Так погибли многие мои знакомые, предаваемые прислугой или своими служащими.
Во время большевиков я держал связь со многими скрывавшимися офицерами, в том числе с генералом Федором Сергеевичем Рербергом, раньше командовавшим армией. Мы мечтали попасть к добровольцам, и, как только они вошли, генерал получил назначение, и я попал к нему сначала членом комиссии по расследованию дел чрезвычаек, а затем, когда он начал формировать 7-ю кавалерийскую дивизию, я поступил врачом Кинбурнского полка. Когда генерал Рерберг был назначен начальником тыла Киевской области, я получил назначение врача штаба тыла на правах корпусного врача, оставаясь в то же время врачом Кинбурнского полка и 7-й дивизии. Когда в Киев прибыла комиссия при Главнокомандующем Вооруженными Силами Юга России генерале Деникине для расследования злодеяний большевиков, я был одновременно назначен ее членом и сразу погрузился в тяжелую, но интересную работу. Я работал и в полку и в штабе, а затем в комиссии. С этого времени я прочно связал свою судьбу с Добровольческой армией. Позже генерала Рерберга сменил генерал Розалион-Сошальский, с которым вместе мы совершили наш крестный путь вплоть до эмиграции.

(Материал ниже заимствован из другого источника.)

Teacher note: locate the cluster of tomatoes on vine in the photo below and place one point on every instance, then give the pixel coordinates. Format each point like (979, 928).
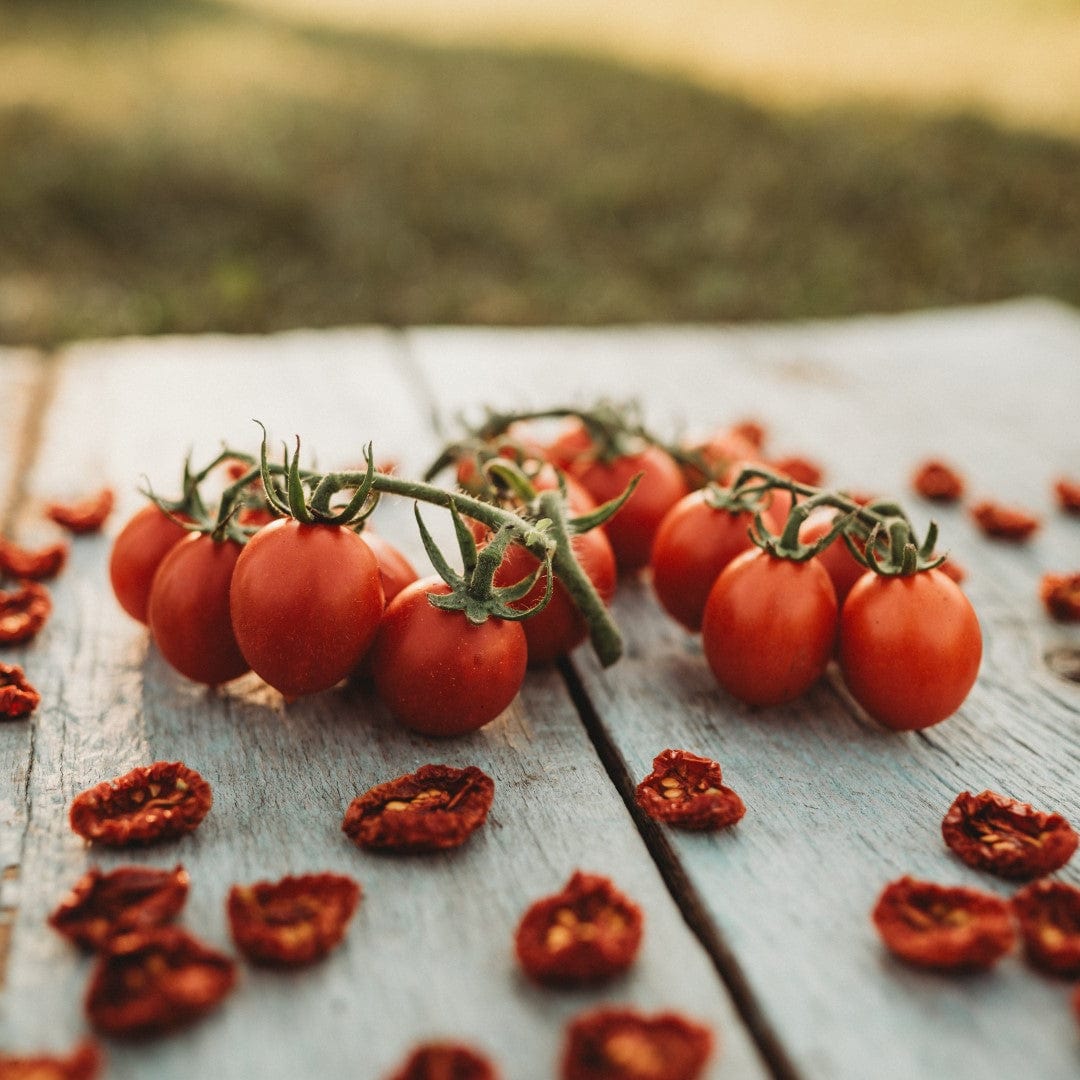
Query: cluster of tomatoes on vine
(287, 578)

Привожу здесь данную мне им аттестацию, как объективную характеристику моей деятельности в Белом движении, засвидетельствованную и подписанную
военным агентом Делегации в Югославии полковником Базаревичем за № 993: она дает мне право говорить правду.

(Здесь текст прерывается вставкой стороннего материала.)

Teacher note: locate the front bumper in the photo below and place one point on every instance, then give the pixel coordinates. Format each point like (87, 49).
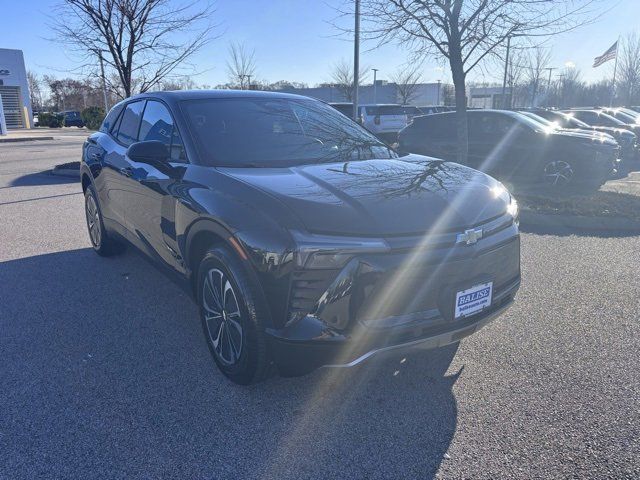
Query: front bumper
(302, 356)
(354, 319)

«Широкое образование известного в медицинском мире врача, выдающиеся административные способности, больший опыт двух предшествовавших войн превозмогли все неустройства исключительного времени и исключительной по трудностям для Белой армии работы. Столь необходимая врачебная помощь в частях, мне подчиненных, благодаря деятельному, богато просвещенному начальнику до последней минуты оставалась на должной высоте... Пытливый ум психиатра в связи с незаурядным мужеством в моменты боя заставлял каждый раз находить ученого доктора медицины в самых передних линиях с винтовкою в руках (положения, из которых он выходил неизменно в числе последних, зачастую пролагая себе путь штыком и пулею). Многократно присоединялся с разрешения ближайшего начальства к передовым разъездам или дозорам, идущим на самую рискованную разведку... Так было во время русской Гражданской войны. То же было и в русско-японскую войну 1904-1905 годов. Не изменяется характер деятельности и в дни Великой войны 1914 года».
Не надо думать, что вся революция состоит из событий крупных. Мелочи жизни играют свою роль и переплетаются с событиями исторического значения. Когда мы уже висели на отлете из Киева в ноябре 1919 года, я отлично сознавал, что вся дореволюционная жизнь кончена. Главное, чем я жил до революции, была научная работа.